2 回答
Do you intend to forbid just the unrestricted recursion (fix) in the SMu case of convL, or also the structural recursion in the SArrow case?
I don’t think this has a solution without structural recursion on STerm, because then we would have to be productive even on an infinite STerm such as:
foldr (\n -> SMu ("x" ++ show n)) undefined [0..] -- μα. μβ. μγ. μδ. …
To do this with structural recursion on STerm, it seems the trick is to store Either Term (D Term) in the context. When we pass through an Arrow and produce a D, we can convert all the Rights to Lefts.
type Ctx = [(Var, Either Term (D Term))]
dCtx :: Ctx -> D Ctx
dCtx = traverse (traverse (fmap Left . either pure id))
conv :: STerm -> Ctx -> Term
conv STop _ = Top
conv SBottom _ = Bottom
conv (SArrow t1 t2) ctx = Arrow (fmap (conv t1) (dCtx ctx)) (fmap (conv t2) (dCtx ctx))
conv (SVar v) ctx = case lookup v ctx of
Nothing -> error "unbound variable"
Just (Left t) -> t
Just (Right _) -> Bottom
conv (SMu v t) ctx = fixD (\dr -> conv t ((v, Right dr) : ctx))
My intuition is that the context should contain only delayed terms. That way, conv ctx (SMu "x" t) will be equivalent to fixD (\d -> conv ((x,r):ctx) t), as in the original convL.
If this is the case, then you need a general way to include delayed terms in your data structure, instead of just allowing them in arrows:
data Term = Arrow Term Term
| Bottom
| Top
| Next (D Term)
A first attempt at conv gives us:
conv :: [(Var, D Term)] -> STerm -> Term
conv _ STop = Top
conv _ SBottom = SBottom
conv ctx (SArrow t1 t2) = Arrow (conv ctx t1) (conv ctx t2)
conv ctx (SVar v)
| Just l <- lookup v ctx = Next l
| otherwise = error "unbound variable"
conv ctx (SMu v t) = fixD (\r -> conv ((x,r):ctx) t)
However, this uses unguarded recursive calls to conv.

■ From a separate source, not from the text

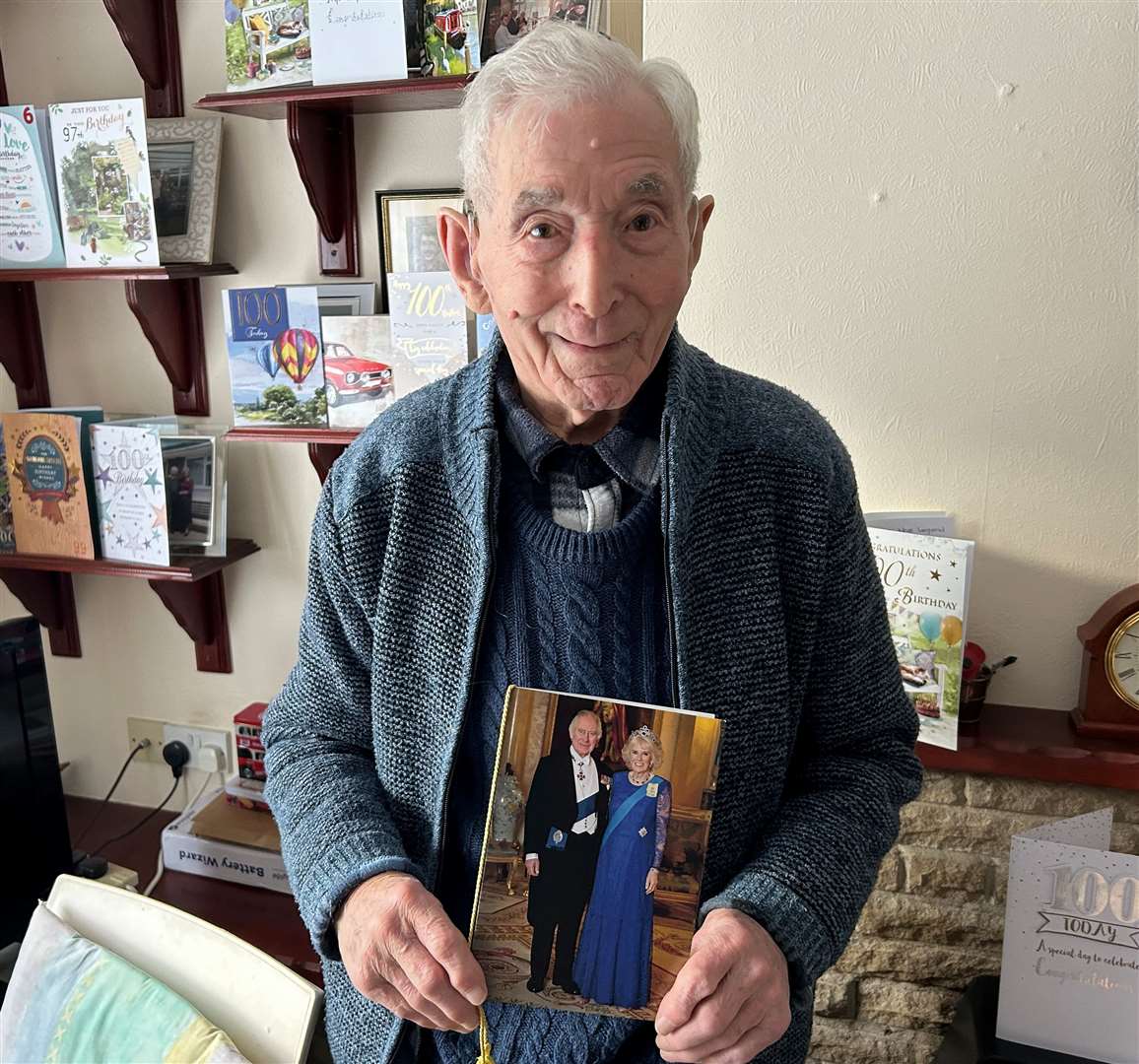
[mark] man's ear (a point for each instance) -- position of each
(458, 238)
(703, 211)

If you want to avoid that, you can wrap all the fixD recursive calls in a Next.
conv :: [(Var, D Term)] -> STerm -> Term
conv = fixD step where
step _ _ STop = Top
step _ _ SBottom = Bottom
step d ctx (SArrow t1 t2) = Arrow (Next $ d <*> pure ctx <*> pure t1)
(Next $ d <*> pure ctx <*> pure t2)
step d ctx (SVar v)
| Just l <- lookup v ctx = Next l
| otherwise = error "unbound variable"
step d ctx (SMu v t) = fixD (\r ->
Next $ d <*> pure ((x,r):ctx) <*> pure t)
I'm not sure if this is exactly what you are looking for, because conv [] SMu "x" (SArrow SBottom (SMu "y" (SVar "x"))) does still have bottoms in the resulting structure. What is the type you want to get out?